5.5. In eerdere tuchtprocedures, handelend over geïndiceerde c.q. noodzakelijke extracties van gebitselementen zonder expliciete toestemming van een diereigenaar, oordeelde het college dat die extracties in het belang en het welzijn van het dier waren, welk belang het college zwaarder liet wegen dan het ontbreken van toestemming van de eigenaar. Ook in de onderhavige zaak oordeelt het college op gelijke wijze. Een en ander laat echter onverlet dat een tuchtprocedure kan worden voorkomen als de dierenarts vooraf met een diereigenaar duidelijk communiceert dat eerst gaandeweg een gebitsbehandeling kan blijken hoe de precieze staat van het gebit is. Om die reden is gebruikelijk om dit vooraf te benoemen en tevoren reeds toestemming voor een mogelijk uitgebreidere behandeling te vragen, om discussies zoals over de kosten achteraf te vermijden. In het onderhavige geval is echter voldoende gebleken dat is getracht om met klager hierover in gesprek te gaan maar dat hij niet naar de ingeplande consulten is gekomen, hetgeen beklaagde niet kan worden aangerekend en in zoverre is klager hier zelf debet aan geweest. Voor zover klager in zijn klaagschrift heeft bedoeld te stellen dat beklaagde tijdens de gebitsbehandeling had kunnen bellen voor overleg, heeft beklaagde uitgelegd dat het niet gebruikelijk is om tijdens een behandeling onder narcose te overleggen. Daar komt bij dat het hier ging om een medisch geïndiceerde c.q. noodzakelijke behandeling met overigens een gunstige prognose. De keuze van beklaagde om klager tijdens de ingreep niet te bellen valt naar het oordeel van het college in dit geval te billijken, zeker nu dat voor de (geïndiceerde) behandeling als zodanig niet had uitgemaakt en er geen reële andere behandelopties waren.

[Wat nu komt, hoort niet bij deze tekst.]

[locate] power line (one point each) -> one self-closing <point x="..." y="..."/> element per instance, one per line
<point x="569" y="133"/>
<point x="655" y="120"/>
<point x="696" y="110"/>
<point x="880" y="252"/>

5.6. Het college gaat er dus vanuit dat het extraheren van de kiezen in het belang van het welzijn en de gezondheid van de kat is geweest en dat voor de uiteindelijke beslissing in de onderhavige procedure de doorslag geeft dat in veterinaire zin geen sprake is geweest van foutief handelen. Op grond hiervan wordt de klacht ongegrond verklaard.

6. DE BESLISSING

Het college:

verklaart de klacht ongegrond.

Aldus vastgesteld te ’s-Gravenhage door de voorzitter, en door de leden en in het openbaar uitgesproken op 20 februari 2025.